And You Thought the CBC Had Problems
I sometimes talk about how Canada has problems making – or at least getting people to watch – home-grown TV, and what the CBC’s mission should be, and whether certain types of co-productions are really Canadian shows. But it’s easy to sound too pessimistic; the problems are real, but most Canadian networks have been able (sometimes almost by accident) to make shows that Canadians want to see. The CBC has some productions that have been successful; CTV has done some popular shows; the CW just arranged to pick up another Canadian show (albeit one set in the U.S., but that’s not the key to Canadian-ness, any more than an American movie isn’t American if it’s set in another country). The kid-com Mr. Young is doing well both here and on the Disney XD channel in the States. Even Global, which tends to have the least original scripted programming, unveiled the mini-series Bomb Girls this week. The issues with how Canadian networks make and schedule their programs are real enough, as are the issues with providing incentives for Canadian talent to stay in the country, but there has been some improvement.

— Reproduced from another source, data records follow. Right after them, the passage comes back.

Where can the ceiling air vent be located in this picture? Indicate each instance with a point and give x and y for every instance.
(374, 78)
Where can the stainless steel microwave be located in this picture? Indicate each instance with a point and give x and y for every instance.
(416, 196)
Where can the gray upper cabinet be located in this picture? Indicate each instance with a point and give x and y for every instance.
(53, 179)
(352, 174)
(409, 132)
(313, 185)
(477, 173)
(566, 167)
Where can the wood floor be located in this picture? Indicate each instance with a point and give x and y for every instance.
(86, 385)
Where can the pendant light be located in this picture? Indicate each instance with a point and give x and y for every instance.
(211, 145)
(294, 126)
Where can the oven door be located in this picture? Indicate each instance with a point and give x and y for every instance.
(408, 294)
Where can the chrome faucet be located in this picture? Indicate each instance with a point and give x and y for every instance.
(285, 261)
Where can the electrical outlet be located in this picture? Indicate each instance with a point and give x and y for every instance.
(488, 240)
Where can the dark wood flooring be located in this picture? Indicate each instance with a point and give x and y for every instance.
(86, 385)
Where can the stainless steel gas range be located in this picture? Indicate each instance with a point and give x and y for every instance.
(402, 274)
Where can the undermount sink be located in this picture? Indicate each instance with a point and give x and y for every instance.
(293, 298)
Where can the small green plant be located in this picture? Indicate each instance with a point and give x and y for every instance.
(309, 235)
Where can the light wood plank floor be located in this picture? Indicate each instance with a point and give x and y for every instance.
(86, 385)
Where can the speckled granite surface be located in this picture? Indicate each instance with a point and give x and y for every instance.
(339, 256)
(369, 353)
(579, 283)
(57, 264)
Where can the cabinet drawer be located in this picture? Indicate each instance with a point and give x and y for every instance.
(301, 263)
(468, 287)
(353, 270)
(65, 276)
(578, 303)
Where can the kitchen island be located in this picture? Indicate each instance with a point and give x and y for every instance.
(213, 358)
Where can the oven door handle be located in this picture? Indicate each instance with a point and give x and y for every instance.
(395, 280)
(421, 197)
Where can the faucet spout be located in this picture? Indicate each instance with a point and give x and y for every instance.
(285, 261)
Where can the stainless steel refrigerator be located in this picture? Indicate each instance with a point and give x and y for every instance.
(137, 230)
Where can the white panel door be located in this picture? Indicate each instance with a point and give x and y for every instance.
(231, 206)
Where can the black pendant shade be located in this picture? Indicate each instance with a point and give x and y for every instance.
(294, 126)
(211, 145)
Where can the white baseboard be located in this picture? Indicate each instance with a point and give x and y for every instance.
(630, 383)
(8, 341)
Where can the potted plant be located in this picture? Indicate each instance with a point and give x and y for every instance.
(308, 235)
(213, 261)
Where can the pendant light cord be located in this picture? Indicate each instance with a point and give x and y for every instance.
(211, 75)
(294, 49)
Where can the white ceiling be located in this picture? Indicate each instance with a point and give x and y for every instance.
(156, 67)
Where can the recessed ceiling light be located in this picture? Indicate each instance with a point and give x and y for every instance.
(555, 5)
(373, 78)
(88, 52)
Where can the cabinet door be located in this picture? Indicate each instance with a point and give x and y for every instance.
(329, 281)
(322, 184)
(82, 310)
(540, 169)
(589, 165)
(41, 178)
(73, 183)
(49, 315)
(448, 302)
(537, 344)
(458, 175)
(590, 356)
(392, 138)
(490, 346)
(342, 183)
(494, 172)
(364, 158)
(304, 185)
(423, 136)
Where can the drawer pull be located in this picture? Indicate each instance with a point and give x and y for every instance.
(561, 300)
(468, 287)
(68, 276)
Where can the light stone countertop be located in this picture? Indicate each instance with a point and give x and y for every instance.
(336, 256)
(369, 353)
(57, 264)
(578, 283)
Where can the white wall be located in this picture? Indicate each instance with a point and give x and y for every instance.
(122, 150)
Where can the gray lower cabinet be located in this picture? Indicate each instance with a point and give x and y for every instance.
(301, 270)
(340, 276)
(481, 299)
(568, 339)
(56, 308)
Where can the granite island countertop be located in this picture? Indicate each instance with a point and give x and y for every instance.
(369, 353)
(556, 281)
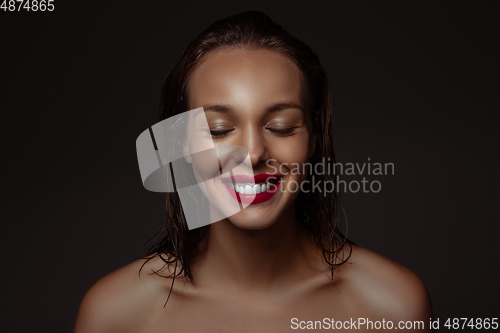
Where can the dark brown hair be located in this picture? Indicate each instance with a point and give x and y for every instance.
(321, 213)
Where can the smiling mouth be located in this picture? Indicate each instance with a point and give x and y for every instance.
(255, 187)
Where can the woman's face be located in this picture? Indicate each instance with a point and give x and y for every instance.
(253, 99)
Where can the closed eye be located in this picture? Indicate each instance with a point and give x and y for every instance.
(283, 131)
(220, 133)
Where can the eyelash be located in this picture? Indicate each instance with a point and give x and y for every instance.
(284, 131)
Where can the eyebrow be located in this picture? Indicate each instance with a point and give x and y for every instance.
(226, 108)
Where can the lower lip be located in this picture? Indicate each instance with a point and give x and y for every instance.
(253, 199)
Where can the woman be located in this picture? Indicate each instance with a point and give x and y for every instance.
(277, 265)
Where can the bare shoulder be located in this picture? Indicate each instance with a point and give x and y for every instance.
(387, 289)
(119, 301)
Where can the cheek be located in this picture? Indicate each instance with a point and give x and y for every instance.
(292, 150)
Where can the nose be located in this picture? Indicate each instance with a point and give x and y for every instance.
(254, 141)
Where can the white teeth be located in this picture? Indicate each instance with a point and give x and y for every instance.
(248, 189)
(252, 188)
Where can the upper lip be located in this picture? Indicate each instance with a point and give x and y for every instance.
(259, 178)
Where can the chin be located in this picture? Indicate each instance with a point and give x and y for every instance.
(248, 221)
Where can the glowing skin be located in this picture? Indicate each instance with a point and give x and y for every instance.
(253, 99)
(259, 268)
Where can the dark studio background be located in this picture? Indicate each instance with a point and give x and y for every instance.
(413, 83)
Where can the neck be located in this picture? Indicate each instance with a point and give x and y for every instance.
(257, 259)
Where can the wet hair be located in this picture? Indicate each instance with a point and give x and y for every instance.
(320, 213)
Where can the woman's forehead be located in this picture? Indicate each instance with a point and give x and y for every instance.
(245, 78)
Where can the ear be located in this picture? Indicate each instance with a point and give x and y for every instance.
(187, 154)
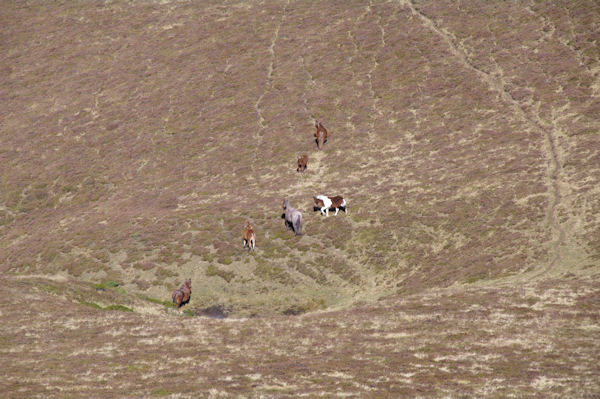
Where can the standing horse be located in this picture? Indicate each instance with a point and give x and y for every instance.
(249, 236)
(293, 218)
(324, 203)
(321, 134)
(302, 162)
(182, 295)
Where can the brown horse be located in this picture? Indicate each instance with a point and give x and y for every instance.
(182, 295)
(324, 203)
(302, 162)
(321, 134)
(249, 236)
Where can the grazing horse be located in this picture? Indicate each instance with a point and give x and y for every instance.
(324, 203)
(182, 295)
(321, 134)
(249, 236)
(302, 162)
(293, 218)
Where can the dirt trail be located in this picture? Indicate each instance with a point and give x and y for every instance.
(496, 82)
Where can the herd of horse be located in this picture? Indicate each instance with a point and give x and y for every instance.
(293, 217)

And if you want to see a network that is really almost completely dependent on foreign scripted programming, you may have to look South. This New York Times article on PBS is about how the network is cool again – something it’s heavily emphasizing at its current Critics’ panel. But the coolness depends mostly on UK shows: the network got more popular because it got the rights to broadcast ITV’s Downton Abbey and BBC’s Sherlock. These are terrific shows. (Sherlock‘s “A Scandal In Belgravia” established it again as one of the best detective shows on TV, a master of that combination of craziness and earnestness that the Americans haven’t quite gotten right lately.) And PBS does a valuable thing by bringing them to North American viewers for free. But the network is still no closer to producing its own shows that could change U.S. dramatic TV, the way Sesame Street changed kids’ TV and its documentaries changed unscripted TV. It’s possible that producing home-grown shows is impossible or impractical for PBS, but without them, it will never be AMC, let alone HBO.